Le  Webzine de l'Aire Falguière

N° 3—  3 février 2006

Depuis le 12 janvier, Albane Aubry et Christian Pélissier font ressurgir, vont revivre, sur la scène de l'Aire Falguière, les souvenirs tendres-déchirants de l'enfant pied-noir.
Un gamin jeune-âgé, cinquante ans ayant passé, renoue avec l'évocation d'événements fondateurs de sa personnalité, dénoue les volutes de l'image intemporelle de sa mère,  contrenoue les traumatismes héréditaires qui endolorissent ses origines, qu'ils soient familiaux, culturels ou historiques.


Si la remémoration débute sur les pieds légers d'une enfance pittoresque, elle poursuit  à pas plus lourds sur le chemin des drames, puis reste suspendue dans la danse  qu'esquisse le sang de larmes devenues impossibles à libérer.
Plus le jeu des acteurs est sobre, plus l'émotion enivre le témoin, bouscule les murs de la raison.
Le temps n'est pas suspendu, mais retourné, recréé, réinventé. Il est fidèlement servi, dans cette involution que la lumière stimule et les musiques facilitent, par ses deux complices, l'espace et le rythme,
Pour qui peut retrouver, dans la voix de son souvenir, après les avoir entendus de quelque manière que ce soit, dans quelque rôle que ce soit, depuis quelque endroit que ce soit , les mots Casbah, Aurès, Toussaint, Rébellion, ce bref spectacle sera l'éclair fulgurant illuminant un cristal de mémoire.
Telle est la commémoration qui m'a été proposée ce soir.
Pas de jugements irréversibles, pas de plaintes exapérées, pas de rancoeurs irréconciliantes : seulement  le discours du destin, le décours des dédains, les détours du divin. Comment une communauté fondée sur la diversité acceptée,la tolérance  espiègle, les inégalités assumées  peut-elle être un jour d'orage fracturée par  un séisme inattendu  et cependant prédictible ?

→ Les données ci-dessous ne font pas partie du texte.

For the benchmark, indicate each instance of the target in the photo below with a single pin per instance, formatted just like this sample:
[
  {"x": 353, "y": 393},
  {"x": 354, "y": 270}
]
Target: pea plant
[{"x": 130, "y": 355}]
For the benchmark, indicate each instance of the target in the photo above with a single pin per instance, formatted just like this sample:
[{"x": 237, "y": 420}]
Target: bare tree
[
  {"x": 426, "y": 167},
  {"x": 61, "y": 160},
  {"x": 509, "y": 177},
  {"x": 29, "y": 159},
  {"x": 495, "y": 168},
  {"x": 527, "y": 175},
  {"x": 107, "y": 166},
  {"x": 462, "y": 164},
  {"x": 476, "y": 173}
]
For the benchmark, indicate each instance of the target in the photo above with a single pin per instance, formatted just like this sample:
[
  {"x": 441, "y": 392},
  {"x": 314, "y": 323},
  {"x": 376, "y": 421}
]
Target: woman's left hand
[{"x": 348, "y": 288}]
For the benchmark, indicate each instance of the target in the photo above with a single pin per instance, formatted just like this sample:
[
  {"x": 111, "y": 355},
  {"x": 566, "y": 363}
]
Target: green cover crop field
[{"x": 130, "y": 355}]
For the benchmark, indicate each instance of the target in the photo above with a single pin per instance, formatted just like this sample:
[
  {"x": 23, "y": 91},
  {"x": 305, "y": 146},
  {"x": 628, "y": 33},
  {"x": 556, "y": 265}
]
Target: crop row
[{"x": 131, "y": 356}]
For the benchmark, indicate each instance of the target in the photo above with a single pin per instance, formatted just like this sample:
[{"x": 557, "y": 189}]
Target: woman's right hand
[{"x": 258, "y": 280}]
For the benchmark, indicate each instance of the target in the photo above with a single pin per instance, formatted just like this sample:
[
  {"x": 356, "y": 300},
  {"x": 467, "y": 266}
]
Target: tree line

Le travail de traduction , de transfiguration, de Marie-Christine Bras qui a su transmuter avec rigueur et originalité la matière brute d'une relation romanesque en la suite poétique d'une tragédie moderne mérite  plus que reconnaissance : remerciements.
Élie-Georges Berreby avait-il songé à telle métamorphose ? Elle, elle l'a réalisée.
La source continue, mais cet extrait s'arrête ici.